Why is it that if women complain about only being offered men’s T-shirts, we’ll almost certainly be seen as vain and shallow and trivial for caring so much about our looks… but if men complained about only being offered women’s T-shirts, it’d almost certainly be seen as an entirely reasonably objection to an unacceptable imposition?

And why do we find androgyny more acceptable in women than in men?
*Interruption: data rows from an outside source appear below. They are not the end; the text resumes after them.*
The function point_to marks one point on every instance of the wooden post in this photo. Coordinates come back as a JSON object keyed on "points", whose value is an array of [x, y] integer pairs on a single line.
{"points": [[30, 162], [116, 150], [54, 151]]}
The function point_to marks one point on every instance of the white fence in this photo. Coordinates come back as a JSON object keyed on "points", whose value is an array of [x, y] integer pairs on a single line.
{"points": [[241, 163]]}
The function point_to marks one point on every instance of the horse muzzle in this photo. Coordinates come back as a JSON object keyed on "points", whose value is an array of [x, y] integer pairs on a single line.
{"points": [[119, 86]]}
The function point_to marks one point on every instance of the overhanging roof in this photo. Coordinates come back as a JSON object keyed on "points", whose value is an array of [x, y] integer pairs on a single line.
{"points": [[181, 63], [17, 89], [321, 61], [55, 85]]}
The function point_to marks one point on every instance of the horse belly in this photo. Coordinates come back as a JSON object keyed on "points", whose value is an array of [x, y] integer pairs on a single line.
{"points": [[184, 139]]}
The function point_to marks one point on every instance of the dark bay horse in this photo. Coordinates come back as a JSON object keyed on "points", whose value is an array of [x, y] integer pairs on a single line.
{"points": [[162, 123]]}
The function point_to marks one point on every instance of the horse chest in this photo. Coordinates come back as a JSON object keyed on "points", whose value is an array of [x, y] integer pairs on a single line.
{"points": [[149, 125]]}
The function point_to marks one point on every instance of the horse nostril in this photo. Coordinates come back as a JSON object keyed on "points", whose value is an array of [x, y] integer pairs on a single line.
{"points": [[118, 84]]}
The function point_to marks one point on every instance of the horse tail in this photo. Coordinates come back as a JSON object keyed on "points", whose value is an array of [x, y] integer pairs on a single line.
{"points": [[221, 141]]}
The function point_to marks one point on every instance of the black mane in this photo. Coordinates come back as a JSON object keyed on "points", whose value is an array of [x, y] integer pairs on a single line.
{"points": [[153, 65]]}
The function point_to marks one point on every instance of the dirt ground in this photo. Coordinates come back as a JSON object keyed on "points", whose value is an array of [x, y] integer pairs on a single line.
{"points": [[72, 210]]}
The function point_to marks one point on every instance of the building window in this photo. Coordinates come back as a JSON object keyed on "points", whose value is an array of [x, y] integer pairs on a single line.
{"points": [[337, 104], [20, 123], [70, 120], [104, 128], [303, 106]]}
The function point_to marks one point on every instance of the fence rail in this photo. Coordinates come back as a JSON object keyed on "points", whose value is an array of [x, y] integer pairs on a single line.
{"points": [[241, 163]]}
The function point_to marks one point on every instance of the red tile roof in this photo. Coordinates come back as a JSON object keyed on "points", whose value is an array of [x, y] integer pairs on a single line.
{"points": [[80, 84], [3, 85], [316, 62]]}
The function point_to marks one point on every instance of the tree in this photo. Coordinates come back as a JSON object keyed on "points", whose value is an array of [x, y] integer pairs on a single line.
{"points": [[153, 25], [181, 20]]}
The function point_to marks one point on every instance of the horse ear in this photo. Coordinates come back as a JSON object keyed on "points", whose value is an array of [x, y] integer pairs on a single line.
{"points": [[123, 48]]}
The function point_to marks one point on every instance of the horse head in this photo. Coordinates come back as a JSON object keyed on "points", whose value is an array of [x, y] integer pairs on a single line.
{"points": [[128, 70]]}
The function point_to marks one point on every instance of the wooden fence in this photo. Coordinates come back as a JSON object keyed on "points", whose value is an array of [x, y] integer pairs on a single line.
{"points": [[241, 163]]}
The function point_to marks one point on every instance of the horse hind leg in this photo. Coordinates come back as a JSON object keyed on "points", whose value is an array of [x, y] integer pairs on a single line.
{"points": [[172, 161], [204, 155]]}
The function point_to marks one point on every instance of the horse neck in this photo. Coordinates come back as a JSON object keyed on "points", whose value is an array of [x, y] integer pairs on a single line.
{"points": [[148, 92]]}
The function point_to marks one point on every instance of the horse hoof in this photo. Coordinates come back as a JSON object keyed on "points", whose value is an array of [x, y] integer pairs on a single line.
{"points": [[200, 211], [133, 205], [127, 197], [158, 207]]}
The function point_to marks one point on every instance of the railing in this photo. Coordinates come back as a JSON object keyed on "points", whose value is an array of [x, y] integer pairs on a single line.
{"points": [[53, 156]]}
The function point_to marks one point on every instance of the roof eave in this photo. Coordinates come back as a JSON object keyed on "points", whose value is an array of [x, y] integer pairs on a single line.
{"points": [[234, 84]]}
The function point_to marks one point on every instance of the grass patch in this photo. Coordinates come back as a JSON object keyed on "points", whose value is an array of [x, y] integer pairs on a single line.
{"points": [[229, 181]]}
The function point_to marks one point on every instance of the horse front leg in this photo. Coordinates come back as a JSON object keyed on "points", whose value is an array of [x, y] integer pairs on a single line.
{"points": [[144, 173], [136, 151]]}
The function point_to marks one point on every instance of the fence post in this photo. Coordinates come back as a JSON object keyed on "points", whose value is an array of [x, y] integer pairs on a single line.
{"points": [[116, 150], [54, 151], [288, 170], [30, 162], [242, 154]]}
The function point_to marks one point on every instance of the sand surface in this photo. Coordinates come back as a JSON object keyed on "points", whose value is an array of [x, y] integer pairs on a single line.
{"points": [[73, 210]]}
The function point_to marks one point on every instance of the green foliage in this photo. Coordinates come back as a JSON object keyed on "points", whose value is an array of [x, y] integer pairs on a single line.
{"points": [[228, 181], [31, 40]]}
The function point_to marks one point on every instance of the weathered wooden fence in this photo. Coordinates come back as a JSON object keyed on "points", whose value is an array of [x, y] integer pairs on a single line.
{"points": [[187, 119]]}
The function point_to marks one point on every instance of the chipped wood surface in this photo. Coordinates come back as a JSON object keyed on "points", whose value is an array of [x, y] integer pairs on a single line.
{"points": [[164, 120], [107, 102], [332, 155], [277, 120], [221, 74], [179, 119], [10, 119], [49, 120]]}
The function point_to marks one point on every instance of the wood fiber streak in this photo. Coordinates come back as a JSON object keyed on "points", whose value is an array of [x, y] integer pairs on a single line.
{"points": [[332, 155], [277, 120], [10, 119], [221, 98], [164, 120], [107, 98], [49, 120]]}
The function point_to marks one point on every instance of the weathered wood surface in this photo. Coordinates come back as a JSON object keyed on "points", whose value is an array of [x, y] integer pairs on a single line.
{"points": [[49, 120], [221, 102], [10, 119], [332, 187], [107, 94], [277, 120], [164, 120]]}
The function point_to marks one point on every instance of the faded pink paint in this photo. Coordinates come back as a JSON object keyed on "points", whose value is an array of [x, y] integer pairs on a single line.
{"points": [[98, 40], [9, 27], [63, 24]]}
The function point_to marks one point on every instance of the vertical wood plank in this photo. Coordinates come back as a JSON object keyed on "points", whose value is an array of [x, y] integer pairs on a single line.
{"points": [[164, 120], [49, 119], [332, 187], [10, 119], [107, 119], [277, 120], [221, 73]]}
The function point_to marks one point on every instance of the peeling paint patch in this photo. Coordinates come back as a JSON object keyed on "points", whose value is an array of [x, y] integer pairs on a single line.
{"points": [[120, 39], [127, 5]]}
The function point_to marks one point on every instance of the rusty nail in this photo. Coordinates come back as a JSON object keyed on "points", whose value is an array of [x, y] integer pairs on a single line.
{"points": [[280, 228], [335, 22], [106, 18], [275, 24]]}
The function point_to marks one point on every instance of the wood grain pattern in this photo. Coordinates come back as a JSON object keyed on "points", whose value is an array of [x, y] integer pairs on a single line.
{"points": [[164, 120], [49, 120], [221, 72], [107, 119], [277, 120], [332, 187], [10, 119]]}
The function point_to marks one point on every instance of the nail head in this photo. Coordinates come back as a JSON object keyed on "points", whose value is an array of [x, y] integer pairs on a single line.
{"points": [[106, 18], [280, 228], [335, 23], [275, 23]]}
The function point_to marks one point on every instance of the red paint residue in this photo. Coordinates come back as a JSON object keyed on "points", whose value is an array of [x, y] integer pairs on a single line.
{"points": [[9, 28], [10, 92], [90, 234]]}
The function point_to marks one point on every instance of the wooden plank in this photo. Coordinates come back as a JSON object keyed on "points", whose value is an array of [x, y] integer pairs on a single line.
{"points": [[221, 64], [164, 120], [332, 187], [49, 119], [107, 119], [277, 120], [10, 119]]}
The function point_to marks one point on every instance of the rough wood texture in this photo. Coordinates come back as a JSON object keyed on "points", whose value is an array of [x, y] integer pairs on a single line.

Why do we think it’s reasonable and even attractive for women to look like men, and to aspire to look like men… but we think it’s weird and demeaning and laughable for men to look like women, or to aspire to look like women? Why do we think it makes perfect sense for women to be more masculine, but we think it’s absurd for men to be more feminine? Why do we think it makes perfect sense for masculinity to be not only the default, but the ideal, to which both women and men should aspire?

Never mind. I think I answered my own question.

I realize this is a small thing, a first-world problem if I ever heard one. But sexism isn’t just about the big things, wage discrimination and domestic violence and so on. It’s the summation of lots of little things, the barrage of slights and insults and degradations and casual dismissals we deal with every day. (Watch “Mad Men” sometime to get an idea of what I’m talking about.) This is one of them. It gets up my nose — and based on my experiences mentioning it in my talks, it gets up a lot of other women’s noses as well.

So if you want to tell women, “Sure, you can come to this event, but this is basically a boy’s club and you’ll just have to fit yourselves in as best you can,” then keep on only having men’s T-shirts. But if you want to tell women, “You’re welcome here! You’re every bit as much a part of this movement as any man!”, having women’s t-shirts is a great way to do it.

Please, please, please — Skepticon, American Atheists, every other conference and organization and local group and student group — find a way.